Я подумал, что Тая меня даже не спросила, на сколько я приехал.
— Прекрасно. А теперь о хорошей новости: твое интервью со Скульптором уже набрано и идет в июньский номер. Алексей Наумович тебе покажет верстку.
— С удовольствием, — сказал седеющий приятный заместитель Артамона.
Он сузил глазки:
— Видишь, я свои обещания выполняю! Сначала опубликовал твое интервью с Поэтом в срок, потом с театральным Режиссером, теперь идет Скульптор. До выхода книги я хочу опубликовать еще несколько: нашим читателям очень нравится, а их миллионы. Твое интервью с Поэтом даже читали по радио, по ролям.
— Артамон, когда выйдет книга? — спросил я.
— А когда должна по контракту?
— Весной.
— Вот видишь!
— Завтра — 1 апреля. Что я должен видеть?
— Значит, издам летом, ничего страшного.
— Я хотел бы точнее определить сроки.
— Какие вы дотошные, американцы! Алексей Наумович, принеси, пожалуйста, набор его интервью со Скульптором. Я же тебя прошу, Алексей, дай мне несколько дней разобраться с типографией и оптовиками, и тогда я дам точный ответ.

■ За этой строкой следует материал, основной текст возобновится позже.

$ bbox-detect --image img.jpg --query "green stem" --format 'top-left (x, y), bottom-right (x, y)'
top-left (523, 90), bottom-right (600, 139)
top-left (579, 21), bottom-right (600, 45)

— Хорошо, когда встретимся?
— Давай через пять дней, я хочу все успеть, у меня идет еще куча переговоров. Так что, не осуди, надо деньги делать!
Я кивнул. Принесли набор.
— Дорогой, дорогой, посмотри, как интервью красиво набрано. Я уверен, что ты хочешь почитать, мы дадим тебе отдельный кабинет.
Меня проводили. С чашкой чая.
Я взял белые с голубизной полосы набора и ужаснулся.
Все интервью было искромсано, переполото и перепахано, выброшены куски, и сцеплено по-новому на «живую нитку». Я себе представил, что гениальный скульптор с философским складом ума скажет. И мне стало нехорошо. Не говоря уже о количестве судебных исков в Нью-Йорке, с их мастерами-адвокатами. Любимое времяпрепровождение моей нации — судиться.
Я вошел в их кабинет.
— Нравится!? — спросил Артамон с улыбочкой.
— Вы тут в своем уме? Кто это правил и полосовал !
— Дубина.
— Говорящая фамилия.
— А что такое?
— Как можно так варварски уродовать и переделывать интервью с одним из умнейших людей века?
— Ну, надо было подсократить…
— Так это делаю я, автор, а не какой-то Дубина.
— Но он хороший человек.
— Да и фуй с ним. Какое это имеет отношение к мыслям и философии Скульптора? Когда вышло мое интервью с Поэтом в вашем еженедельнике, он попросту переврал мою фамилию. Едва я ему указал на это, он мне сказал: а какая разница! Ну если бы его назвать Бревном вместо Дубины, наверно, он обиделся бы? Артамон, ну нельзя ж таким «дубам» быть ответственными секретарями в редакции.